コンピュータ導入効果(2)

1998年11月14日

手作業からコンピュータ処理に移行することは、間接費削減という直接的な効果ばかりではありません。

手で伝票を書き、それを帳簿に転記するやり方は、記入に時間がかかる、集計に時間が掛かる、転記のミスをする、集計のミスをする、また時間が掛かる、という結果になります。パソコンなどを使って処理すれば、最初の伝票入力さえ正確にすれば、後は機械がしてくれます。集計作業の時間がなくなり、結果がすぐに出せます。

財務管理でも販売管理でも、処理結果がすぐに出せる、正確に出せるというのは、経営データを把握する上で何にも代え難いものではないでしょうか。前に3回にわたって「月次決算について」という記事を載せましたが、これを使っている会社の社長は、「この結果があったから規模の拡大も出来たのです」と、何回も言われます。

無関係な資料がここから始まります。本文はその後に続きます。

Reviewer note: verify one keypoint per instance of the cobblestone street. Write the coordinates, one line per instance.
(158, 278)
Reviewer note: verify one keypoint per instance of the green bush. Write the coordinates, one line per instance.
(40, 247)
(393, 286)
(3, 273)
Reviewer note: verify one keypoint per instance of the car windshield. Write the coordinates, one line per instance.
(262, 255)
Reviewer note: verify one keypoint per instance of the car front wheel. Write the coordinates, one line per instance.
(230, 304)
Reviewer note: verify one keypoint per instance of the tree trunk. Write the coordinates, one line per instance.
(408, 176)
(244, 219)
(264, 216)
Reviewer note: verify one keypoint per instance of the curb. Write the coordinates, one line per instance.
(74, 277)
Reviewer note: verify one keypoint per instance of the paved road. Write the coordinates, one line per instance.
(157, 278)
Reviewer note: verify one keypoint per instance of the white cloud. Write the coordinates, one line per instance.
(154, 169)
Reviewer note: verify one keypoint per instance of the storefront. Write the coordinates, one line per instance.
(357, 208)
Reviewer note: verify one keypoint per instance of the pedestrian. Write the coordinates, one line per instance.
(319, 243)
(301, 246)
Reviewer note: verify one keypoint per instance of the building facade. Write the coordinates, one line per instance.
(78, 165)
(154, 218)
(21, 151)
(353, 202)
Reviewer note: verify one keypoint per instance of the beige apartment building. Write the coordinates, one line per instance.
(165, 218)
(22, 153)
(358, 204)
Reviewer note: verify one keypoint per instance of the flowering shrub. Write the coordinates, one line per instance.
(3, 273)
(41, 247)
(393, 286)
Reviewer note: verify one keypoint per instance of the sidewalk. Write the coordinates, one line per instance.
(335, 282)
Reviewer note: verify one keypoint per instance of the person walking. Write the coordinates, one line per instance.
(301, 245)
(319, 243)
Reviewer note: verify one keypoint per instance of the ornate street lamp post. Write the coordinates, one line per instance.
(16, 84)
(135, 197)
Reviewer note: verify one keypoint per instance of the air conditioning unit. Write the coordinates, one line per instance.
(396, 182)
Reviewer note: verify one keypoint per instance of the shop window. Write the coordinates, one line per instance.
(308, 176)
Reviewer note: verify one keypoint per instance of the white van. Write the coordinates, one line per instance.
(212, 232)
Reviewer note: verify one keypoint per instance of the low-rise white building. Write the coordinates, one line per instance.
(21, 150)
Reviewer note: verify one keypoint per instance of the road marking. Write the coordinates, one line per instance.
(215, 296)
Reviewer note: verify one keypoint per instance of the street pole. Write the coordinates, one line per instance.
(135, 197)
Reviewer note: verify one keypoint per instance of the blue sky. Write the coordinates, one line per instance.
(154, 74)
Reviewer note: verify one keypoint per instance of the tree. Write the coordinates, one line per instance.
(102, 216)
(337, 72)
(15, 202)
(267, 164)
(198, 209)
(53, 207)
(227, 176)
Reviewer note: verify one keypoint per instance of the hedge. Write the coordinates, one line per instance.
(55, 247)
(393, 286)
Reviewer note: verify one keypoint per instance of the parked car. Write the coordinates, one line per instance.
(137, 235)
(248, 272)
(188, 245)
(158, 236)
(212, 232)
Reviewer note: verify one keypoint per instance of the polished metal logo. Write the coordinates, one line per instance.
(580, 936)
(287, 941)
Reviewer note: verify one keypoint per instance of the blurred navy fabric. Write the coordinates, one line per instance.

売上実績の把握でも、得意先単位で売上の金額を見ていたのが、最近では、得意先の商品単位であったり、単品の数量・金額の実績まで見るようになりました。売上計画にしても、実績を踏まえて、得意先の商品別の数量・金額というように、こまかくなっています。

前に「システムと業務レベル」と題して、日々の粗利が月次の粗利と一致するシステムのことを書きましたが、早く、正確に、よりこまかく、実態を把握するための道具として、コンピュータは欠かせないものになっているのではないでしょうか。

最近のパソコンは、数値実績を把握するというだけでなく、通信の道具であったり、共同作業の道具にまでなっています。オンラインとか、インターネットとか、メールとか、まさに通信そのものです。メールを含めたグループウエアという道具では、非定型の共同作業が可能になってきました。

すべての機能を使う必要はありませんが、どれか一つでも上手に使えば便利です。パソコンに使われないように、上手に導入しましょう。パソコンを使うことが目的ではありません。